En l’espèce, il a été exposé que la capacité de remboursement de Madame [R] [G] n’a pas diminué et a augmenté. S’agissant d’un recours initié par la débitrice sollicitant une baisse des mensualités il convient de considérer que le tribunal est uniquement saisi d’une demande à la baisse et qu’il dépasserait son office en augmentant les mensualités du plan sans demande de la part des créanciers.

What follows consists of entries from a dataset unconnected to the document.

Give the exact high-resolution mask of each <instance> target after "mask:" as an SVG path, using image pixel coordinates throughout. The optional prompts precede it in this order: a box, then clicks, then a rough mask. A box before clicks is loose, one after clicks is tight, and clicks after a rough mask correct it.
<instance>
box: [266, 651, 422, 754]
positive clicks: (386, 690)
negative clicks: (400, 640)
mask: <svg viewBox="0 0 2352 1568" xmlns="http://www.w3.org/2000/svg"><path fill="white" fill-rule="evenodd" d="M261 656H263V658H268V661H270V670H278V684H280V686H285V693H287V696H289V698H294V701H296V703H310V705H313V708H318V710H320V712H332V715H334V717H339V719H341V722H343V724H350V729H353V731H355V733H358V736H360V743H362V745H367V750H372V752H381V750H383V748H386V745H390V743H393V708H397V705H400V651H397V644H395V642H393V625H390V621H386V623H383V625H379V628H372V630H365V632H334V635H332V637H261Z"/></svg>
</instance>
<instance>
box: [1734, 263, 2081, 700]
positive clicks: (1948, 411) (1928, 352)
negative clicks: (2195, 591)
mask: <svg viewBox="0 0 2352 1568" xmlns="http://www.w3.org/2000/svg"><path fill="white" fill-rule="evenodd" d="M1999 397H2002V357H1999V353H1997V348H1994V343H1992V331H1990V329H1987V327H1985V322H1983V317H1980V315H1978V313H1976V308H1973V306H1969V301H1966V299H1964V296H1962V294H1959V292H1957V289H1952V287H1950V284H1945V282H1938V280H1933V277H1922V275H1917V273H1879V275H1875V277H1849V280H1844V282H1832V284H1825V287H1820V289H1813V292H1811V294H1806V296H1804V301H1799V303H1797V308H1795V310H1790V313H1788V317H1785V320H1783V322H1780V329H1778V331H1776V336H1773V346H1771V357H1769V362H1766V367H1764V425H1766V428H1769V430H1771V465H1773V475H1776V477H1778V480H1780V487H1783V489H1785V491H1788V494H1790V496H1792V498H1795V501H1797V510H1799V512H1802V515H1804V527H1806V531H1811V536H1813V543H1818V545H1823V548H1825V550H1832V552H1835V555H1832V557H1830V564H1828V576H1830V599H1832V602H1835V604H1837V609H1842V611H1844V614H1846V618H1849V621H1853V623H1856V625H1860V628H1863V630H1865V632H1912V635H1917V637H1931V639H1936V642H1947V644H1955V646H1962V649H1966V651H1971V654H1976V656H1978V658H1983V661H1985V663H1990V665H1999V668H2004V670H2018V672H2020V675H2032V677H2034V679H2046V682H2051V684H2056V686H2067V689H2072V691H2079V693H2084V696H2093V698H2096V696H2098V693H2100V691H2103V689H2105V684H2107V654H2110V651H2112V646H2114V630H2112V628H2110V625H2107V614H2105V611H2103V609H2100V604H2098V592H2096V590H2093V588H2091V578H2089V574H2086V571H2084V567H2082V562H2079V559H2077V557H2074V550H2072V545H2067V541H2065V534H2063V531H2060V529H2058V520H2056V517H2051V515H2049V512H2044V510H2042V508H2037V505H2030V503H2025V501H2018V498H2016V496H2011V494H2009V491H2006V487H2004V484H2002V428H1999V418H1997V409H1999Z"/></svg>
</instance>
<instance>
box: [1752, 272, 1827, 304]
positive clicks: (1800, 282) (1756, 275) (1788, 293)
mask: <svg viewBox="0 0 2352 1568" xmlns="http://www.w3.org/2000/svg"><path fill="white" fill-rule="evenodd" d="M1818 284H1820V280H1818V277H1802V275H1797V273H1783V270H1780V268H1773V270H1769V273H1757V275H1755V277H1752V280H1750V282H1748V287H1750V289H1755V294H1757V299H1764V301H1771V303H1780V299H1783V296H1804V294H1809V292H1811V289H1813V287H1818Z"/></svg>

Il convient donc de maintenir le plan en l’état.
Sur l’absence de dépens
Enfin, en cette matière où la saisine du tribunal et la notification des décisions se font sans l’intervention d’un huissier et où le ministère d’avocat n’est pas obligatoire, il n’y a pas de dépens. En conséquence, les dépens éventuellement engagés par une partie resteront à sa charge.
PAR CES MOTIFS,
La Juge des contentieux de la protection, statuant publiquement par mise à disposition du jugement au Greffe à la date indiquée à l’issue des débats en audience publique en application de l’article 450 alinéa 2 du Code de procédure civile, par jugement réputé contradictoire et en premier ressort,
DECLARE RECEVABLE la contestation de Madame [R] [G] à l’encontre des mesures imposées par la [10] du 30 mai 2024 ;
MAINTIENT la capacité de remboursement de Madame [R] [G] à la somme de 377 euros ;
ARRÊTE les mesures propres à traiter la situation de surendettement de Madame [R] [G] selon les modalités prévues par la commission et telles qu’annexées ;
RAPPELLE que les créances telles que définitivement arrêtées par la commission lors de l’établissement du passif ne peuvent avoir produit d’intérêts ou généré de pénalités de retard jusqu’à la mise en œuvre du plan résultant de la présente décision ;
DIT que chaque créancier, après actualisation du tableau d’amortissement d’origine le cas échéant, informera dans les meilleurs délais des nouvelles modalités de recouvrement de sa créance, notamment de la date du premier règlement devant intervenir au plus tard dans un délai de deux mois à compter de la notification du présent jugement ;
DIT que Madame [R] [G] devra définir avec ses créanciers les modalités pratiques de règlement des échéances ;
RAPPELLE qu’à défaut de paiement d’une seule de ces échéances à son terme, l’ensemble du plan est de plein droit caduc 15 jours après une mise en demeure adressée à Madame [R] [G] d’avoir à exécuter ses obligations et restée infructueuse ;
RAPPELLE qu’aucune voie d’exécution ne pourra être poursuivie par l’un quelconque des créanciers pendant toute la durée d’exécution des mesures sauf à constater la caducité de ces dernières ;
RAPPELLE à Madame [R] [G] qu’en cas d’amélioration significative de sa situation financière, il lui appartiendra d’affecter ses ressources supplémentaires au remboursement de ses créanciers et d’éventuellement ressaisir la commission de surendettement d’une nouvelle demande à défaut d’accords amiables possibles avec lesdits créanciers ;
DIT qu’il appartiendra à Madame [R] [G] , en cas de changement significatif de ses conditions de ressources à la baisse, d’éventuellement ressaisir la commission de surendettement d’une nouvelle demande à défaut d’accords amiables possibles avec ses créanciers ;
INTERDIT à Madame [R] [G] pendant la durée du plan d’accomplir un acte qui aggraverait sa situation financière, sauf autorisation du juge, et notamment :
d’avoir recours à un nouvel emprunt, y compris sous la forme d’une carte de crédit,de se porter caution,de faire des actes de disposition étrangers à la gestion normale du patrimoine ;
RAPPELLE que ces mesures sont signalées au Fichier des Incidents de paiement de remboursement des Crédits aux Particuliers géré par la [5] et qu’une inscription sera maintenue pendant toute la durée du plan sans pouvoir excéder sept ans ;
RAPPELLE qu’en application de l’article R.713-10 du Code de la consommation la présente décision est immédiatement exécutoire ;
LAISSE à chaque partie la charge des éventuels dépens par elle engagés ;
DIT que la présente décision sera notifiée aux parties par lettre recommandée avec accusé de réception, et par lettre simple à la [10].
Ainsi jugé et prononcé par mise à disposition les jour, mois et an susdits par la Présidente et la Greffière susnommées.